If you create an empty table, it is not fsync'd. As soon as you insert a
row to it, register_dirty_segment() gets called, and after that, the
next checkpoint will fsync it. But before that, the creation itself is
never fsync'd. That's obviously not great.
The lack of an fsync is a bit hard to prove because it requires a
hardware failure, or a simulation of it, and can be affected by
filesystem options too. But I was able to demonstrate a problem with
these steps:
1. Create a VM with two virtual disks. Use ext4, with 'data=writeback'
option (I'm not sure if that's required).
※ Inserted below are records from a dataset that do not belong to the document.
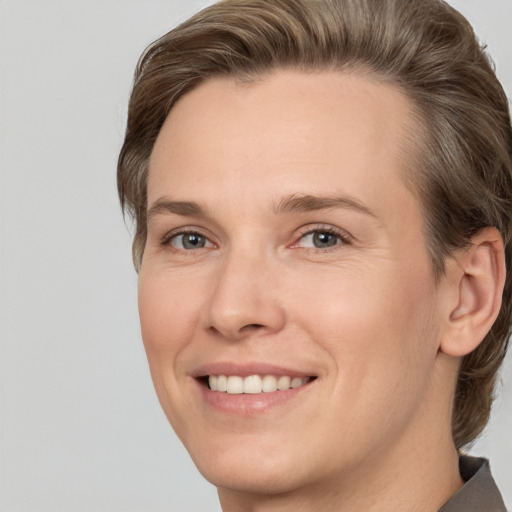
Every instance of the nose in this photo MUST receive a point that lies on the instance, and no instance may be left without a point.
(246, 300)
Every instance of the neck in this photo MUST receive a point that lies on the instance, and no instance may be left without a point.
(419, 470)
(422, 481)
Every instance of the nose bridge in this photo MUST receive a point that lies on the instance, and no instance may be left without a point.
(245, 299)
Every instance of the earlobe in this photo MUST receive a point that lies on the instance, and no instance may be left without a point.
(478, 278)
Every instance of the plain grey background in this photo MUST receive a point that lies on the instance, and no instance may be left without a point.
(80, 426)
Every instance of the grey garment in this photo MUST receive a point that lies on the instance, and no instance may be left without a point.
(479, 493)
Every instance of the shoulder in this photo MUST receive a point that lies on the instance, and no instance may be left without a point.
(479, 493)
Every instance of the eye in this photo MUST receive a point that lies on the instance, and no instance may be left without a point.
(322, 239)
(188, 241)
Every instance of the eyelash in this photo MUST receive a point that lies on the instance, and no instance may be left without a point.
(166, 240)
(343, 237)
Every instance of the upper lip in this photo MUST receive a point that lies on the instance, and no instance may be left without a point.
(245, 369)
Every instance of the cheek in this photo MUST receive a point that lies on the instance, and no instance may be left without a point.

Install PostgreSQL on one of
the virtual disks.
2. Start the server, and create a tablespace on the other disk:
CREATE TABLESPACE foospc LOCATION '/data/heikki';
3. Do this:
CREATE TABLE foo (i int) TABLESPACE foospc;
CHECKPOINT;
4. Immediately after that, kill the VM. I used:
killall -9 qemu-system-x86_64
5. Restart the VM, restart PostgreSQL. Now when you try to use the
table, you get an error:
postgres=# select * from crashtest ;
ERROR: could not open file "pg_tblspc/81921/PG_15_202201271/5/98304":
No such file or directory
I was not able to reproduce this without the tablespace on a different
virtual disk, I presume because ext4 orders the writes so that the
checkpoint implicitly always flushes the creation of the file to disk. I
tried data=writeback but it didn't make a difference. But with a
separate disk, it happens every time.
I think the simplest fix is to call register_dirty_segment() from
mdcreate(). As in the attached. Thoughts?